Notes on the Banach-Necas-Babuska theorem and Kato's minimum modulus of operators

TL;DR

This note reviews the Banach-Necas-Babuska theorem and Kato's minimum modulus of operators, illustrating their proofs and applications to parabolic equations, emphasizing their role in establishing well-posedness in variational analysis.

Contribution

It provides a clear review of the proofs of the Closed Range and BNB theorems using Kato's ideas, and demonstrates their application to parabolic equations.

Findings

Proofs of the Closed Range and BNB theorems are clarified.
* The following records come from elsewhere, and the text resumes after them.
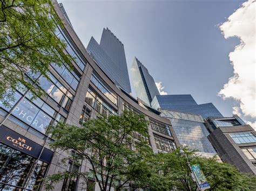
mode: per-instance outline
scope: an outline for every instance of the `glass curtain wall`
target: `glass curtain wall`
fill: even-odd
[[[41,183],[48,164],[38,160],[30,180],[29,175],[36,159],[0,143],[0,190],[35,190]]]

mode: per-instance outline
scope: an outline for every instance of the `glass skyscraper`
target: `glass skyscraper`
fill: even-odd
[[[161,116],[169,119],[180,144],[205,157],[213,157],[216,151],[207,138],[209,135],[199,115],[160,109]]]
[[[198,104],[191,95],[158,95],[151,103],[155,109],[166,109],[207,117],[223,117],[212,103]]]
[[[92,37],[86,49],[117,85],[131,93],[124,44],[108,28],[103,29],[99,45]]]
[[[154,96],[160,94],[153,77],[136,57],[132,63],[131,74],[137,96],[150,105]]]

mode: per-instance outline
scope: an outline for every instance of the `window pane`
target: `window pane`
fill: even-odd
[[[26,98],[23,98],[15,108],[12,114],[30,125],[39,110],[38,108]]]
[[[53,88],[54,84],[52,82],[47,80],[45,77],[41,77],[39,79],[38,82],[40,87],[43,88],[48,94],[51,93],[51,91]]]
[[[33,121],[31,126],[44,133],[45,128],[50,124],[52,120],[52,119],[44,112],[40,111]]]
[[[55,117],[57,114],[57,112],[46,103],[44,104],[42,107],[42,109],[46,112],[47,114],[53,117]]]
[[[70,86],[73,89],[76,90],[77,89],[78,85],[78,81],[76,79],[74,78]]]
[[[8,92],[7,93],[8,93]],[[14,94],[13,95],[14,100],[11,100],[11,99],[9,98],[8,97],[4,97],[4,100],[7,103],[9,103],[10,104],[9,107],[5,107],[3,105],[3,102],[0,101],[0,107],[4,108],[6,111],[9,111],[12,107],[18,102],[18,101],[21,98],[21,95],[17,91],[14,92]]]
[[[64,71],[62,74],[62,77],[66,80],[66,81],[69,83],[70,84],[72,82],[72,80],[73,79],[73,77],[71,75],[71,74],[69,72],[68,69],[65,69]]]
[[[59,74],[61,75],[62,72],[65,69],[65,67],[63,66],[59,66],[55,63],[52,63],[52,66],[54,69],[59,73]]]
[[[52,91],[50,94],[50,96],[57,103],[60,104],[65,96],[63,93],[56,86],[53,88]]]

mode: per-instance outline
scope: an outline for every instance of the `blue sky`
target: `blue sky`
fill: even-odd
[[[238,103],[218,93],[233,75],[228,54],[239,40],[225,39],[218,26],[244,1],[58,2],[85,47],[92,36],[99,43],[107,27],[124,45],[129,73],[136,56],[169,94],[191,94],[229,116]]]

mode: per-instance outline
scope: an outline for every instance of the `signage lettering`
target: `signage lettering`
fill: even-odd
[[[16,145],[16,146],[18,146],[20,148],[21,148],[21,147],[23,148],[22,149],[23,149],[24,148],[29,151],[31,151],[32,150],[32,147],[26,145],[26,140],[23,138],[19,137],[18,140],[17,140],[10,136],[8,136],[6,137],[6,139],[9,142],[12,142],[14,145]]]
[[[33,119],[35,117],[31,116],[30,115],[28,115],[27,113],[24,111],[23,110],[20,111],[20,109],[19,107],[16,107],[15,108],[15,110],[16,111],[18,111],[17,114],[18,115],[18,117],[20,117],[23,119],[24,119],[25,121],[26,121],[27,123],[28,123],[29,124],[31,124],[31,123],[33,121]],[[42,130],[43,130],[44,124],[43,123],[41,123],[41,124],[39,125],[38,123],[39,123],[38,121],[35,119],[33,122],[32,125],[34,125],[36,127],[39,129],[41,129]]]

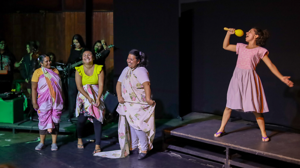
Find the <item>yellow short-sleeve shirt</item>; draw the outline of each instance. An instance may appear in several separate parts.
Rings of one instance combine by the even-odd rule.
[[[99,83],[98,75],[102,70],[103,65],[95,64],[94,68],[94,73],[90,76],[88,76],[84,73],[83,65],[75,67],[75,69],[78,72],[79,74],[82,77],[82,85],[84,86],[87,84],[98,85]]]
[[[59,72],[58,72],[58,70],[56,68],[51,68],[50,69],[53,72],[56,73],[58,75],[59,75]],[[40,76],[43,74],[43,71],[42,70],[42,68],[40,68],[35,71],[33,72],[32,75],[32,77],[31,78],[31,82],[38,82],[38,78]]]

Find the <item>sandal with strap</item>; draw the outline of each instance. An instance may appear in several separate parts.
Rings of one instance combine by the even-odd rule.
[[[97,151],[100,151],[97,152]],[[101,149],[95,149],[94,150],[94,152],[93,152],[93,154],[95,154],[95,153],[99,153],[101,152]]]
[[[80,147],[79,147],[78,146],[80,146]],[[77,149],[84,149],[84,146],[83,146],[83,145],[80,145],[80,144],[77,144]]]
[[[267,138],[269,138],[269,137],[266,137],[266,138],[265,138],[265,137],[262,137],[262,138],[263,138],[263,139],[265,140],[264,141],[263,141],[262,140],[262,141],[263,142],[268,142],[269,141],[270,141],[270,138],[269,138],[269,140],[268,140],[268,141],[266,141],[266,139],[267,139]]]
[[[216,136],[215,136],[214,135],[213,135],[213,137],[215,137],[215,138],[220,138],[220,137],[222,137],[222,136],[223,136],[223,135],[226,135],[226,132],[225,132],[224,131],[224,132],[223,132],[223,133],[222,133],[222,132],[219,132],[219,133],[218,133],[218,132],[217,132],[217,133],[216,133],[216,134],[217,134],[217,135],[218,135],[218,134],[219,134],[219,133],[221,134],[220,134],[220,136],[219,136],[218,137],[216,137]]]

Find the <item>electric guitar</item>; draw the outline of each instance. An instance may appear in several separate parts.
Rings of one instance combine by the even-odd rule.
[[[106,50],[106,49],[111,49],[114,46],[114,45],[110,45],[106,47],[106,48],[105,49],[105,50],[103,49],[102,51],[101,51],[101,52],[96,53],[96,59],[99,59],[99,58],[100,58],[101,56],[101,54],[102,54],[104,51]],[[65,75],[66,75],[68,74],[68,69],[69,69],[69,71],[72,71],[75,67],[77,67],[79,65],[81,65],[82,64],[82,58],[79,58],[77,60],[78,60],[75,61],[74,63],[70,65],[69,66],[67,66],[63,68],[63,74]]]

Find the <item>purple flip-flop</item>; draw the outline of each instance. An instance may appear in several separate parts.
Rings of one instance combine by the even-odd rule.
[[[220,133],[221,134],[220,134],[220,136],[219,136],[218,137],[215,137],[215,135],[214,135],[213,137],[215,138],[220,138],[222,137],[222,136],[223,136],[223,135],[226,135],[226,132],[224,132],[223,133],[222,133],[222,132],[220,132],[219,133],[216,133],[217,134],[217,135],[218,135],[218,134],[219,134],[219,133]]]
[[[268,138],[268,137],[266,137],[266,138],[265,138],[265,137],[262,137],[262,138],[263,138],[263,139],[265,140],[264,141],[263,141],[262,139],[262,141],[263,142],[268,142],[270,140],[270,138],[269,138],[269,140],[268,140],[268,141],[266,141],[266,139],[267,139],[267,138]]]

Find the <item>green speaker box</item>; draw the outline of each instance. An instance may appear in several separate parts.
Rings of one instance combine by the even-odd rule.
[[[0,98],[0,123],[13,124],[24,119],[24,98],[3,100]]]

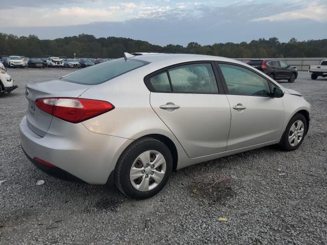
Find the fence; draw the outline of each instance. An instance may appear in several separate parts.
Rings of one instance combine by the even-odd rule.
[[[237,60],[246,63],[250,60],[278,60],[285,61],[288,65],[291,66],[295,66],[298,70],[308,70],[309,66],[318,65],[320,64],[322,60],[327,60],[327,58],[236,58]]]

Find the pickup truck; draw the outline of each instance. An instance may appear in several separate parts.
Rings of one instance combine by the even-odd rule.
[[[309,73],[311,74],[311,79],[315,80],[318,77],[327,77],[327,60],[320,62],[319,65],[309,65]]]

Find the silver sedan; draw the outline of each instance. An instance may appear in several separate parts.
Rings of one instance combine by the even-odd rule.
[[[304,140],[310,105],[247,64],[124,55],[27,86],[21,143],[37,167],[144,199],[174,169],[274,144],[293,151]]]

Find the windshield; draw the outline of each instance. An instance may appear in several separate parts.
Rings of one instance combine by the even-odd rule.
[[[21,58],[19,57],[18,56],[10,56],[10,59],[14,60],[21,60]]]
[[[42,62],[42,61],[40,59],[31,59],[31,61],[32,62]]]
[[[62,80],[80,84],[99,84],[149,63],[133,59],[117,59],[82,69],[63,77]]]

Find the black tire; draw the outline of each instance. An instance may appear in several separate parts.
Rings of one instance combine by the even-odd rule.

Application of BNB theorem to establish well-posedness of parabolic equations.

The note corrects previous inaccuracies in the presentation of these theorems.

Abstract

This note was prepared for a lecture given at Kyoto University (RIMS Workshop: "The State of the Art in Numerical Analysis: Theory, Methods, and Applications", November 8-10, 2017). That lecture described the variational analysis of the discontinuous Galerkin time-stepping method for parabolic equations based on an earlier paper by the author (arXiv:1710.10543). I also presented the Banach-Necas-Babuska (BNB) Theorem or the Babuska-Lax-Milgram (BLM) Theorem as the key theorem of our analysis. For proof of the BNB theorem, it is useful to introduce the minimum modulus of operators by T. Kato. This note presents a review of the proofs of Closed Range Theorem and BNB Theorem following the idea of Kato. Moreover, I present an application to BNB theorem to parabolic equations. The well-posedness is proved by BNB theorem. This note is not an original research paper. It includes no new results. This is a revised manuscript and several incorrect descriptions in the original version are fixed.